Michael Ignatieff fait appel à la «colère» de quelque 60% des électeurs contre le «régime Harper» pour attirer le vote vers ce qu'il désigne comme une option libérale bien ancrée au «centre» du spectre politique depuis la création du Canada.

Dans un discours prononcé à Vancouver lundi soir et dans des nouvelles publicités négatives diffusées au cours des derniers jours, le chef libéral hausse le ton. L'objectif: tenter de freiner la montée du NPD dans les sondages et convaincre les électeurs de remplacer le gouvernement Harper par un gouvernement libéral.
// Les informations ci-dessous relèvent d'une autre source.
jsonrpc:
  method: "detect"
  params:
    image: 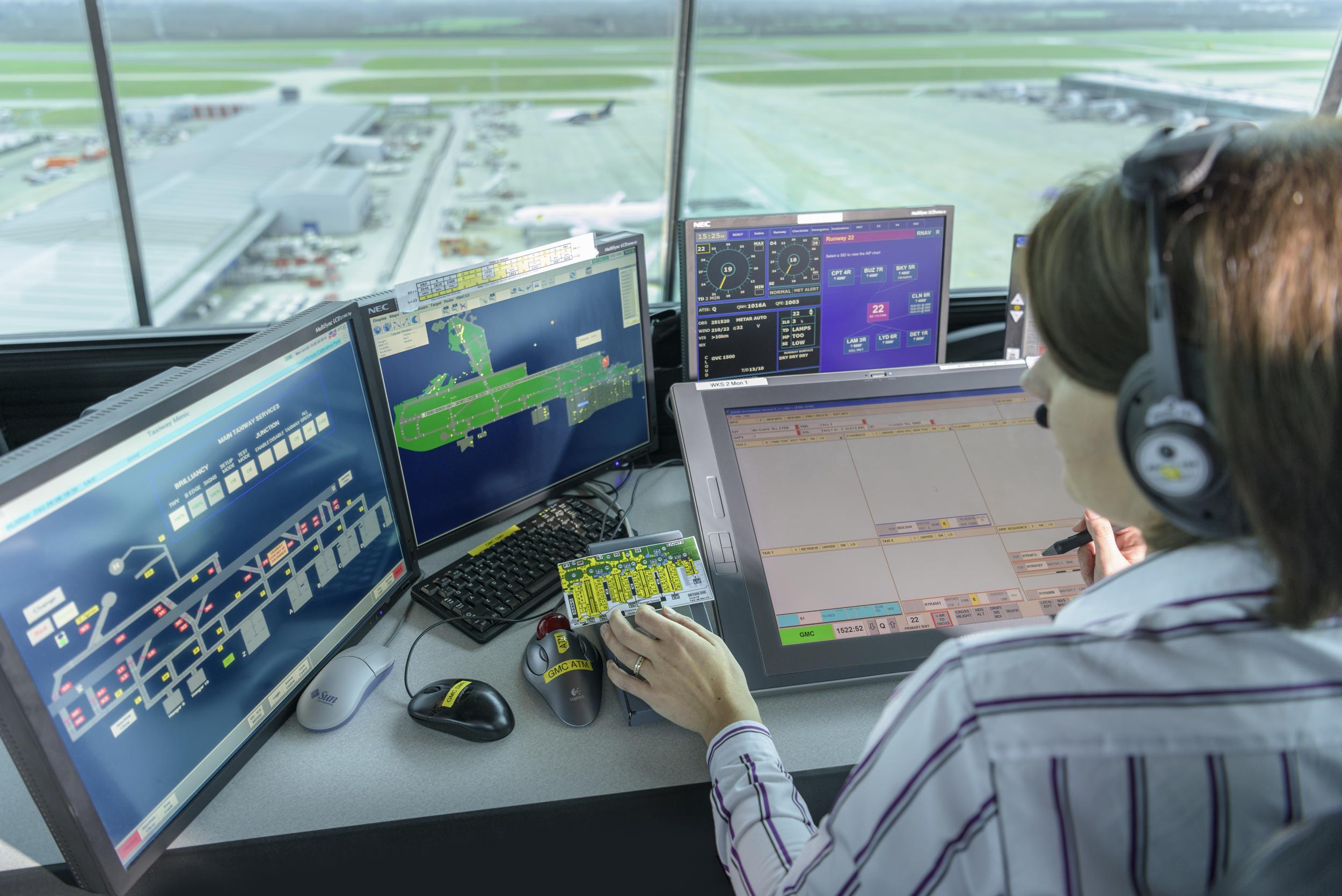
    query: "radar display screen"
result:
[769,236,820,287]
[684,207,953,380]
[0,320,408,869]
[695,240,765,301]
[368,244,650,546]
«Avec six jours à faire dans cette campagne, il est temps pour un peu de colère justifiée, a-t-il exhorté lors de sa dernière assemblée publique de la campagne, énumérant une longue liste de critiques adressées au gouvernement Harper. Il y a un certain type d'indignation canadienne silencieuse dont nous avons vraiment besoin maintenant.»

«Il est temps de se lever debout, a-t-il ajouté. Après le 2 mai, il sera trop tard.»

En point de presse mardi matin, il a présenté son parti comme la véritable option du centre au Canada. «Ce pays a été gouverné du centre pour 140 ans. Et c'est pourquoi les Canadiens ont donné leur confiance au Parti libéral. Les Canadiens ne veulent pas un gouvernement de la gauche. Ils ne veulent pas un gouvernement de la droite. Ils veulent un gouvernement du centre qui soit progressiste, modéré et empreint de compassion», a plaidé M. Ignatieff.

Dernière chance

Le Parti libéral a bel et bien glissé en troisième place dans les intentions de vote, derrière le Parti conservateur et le NPD.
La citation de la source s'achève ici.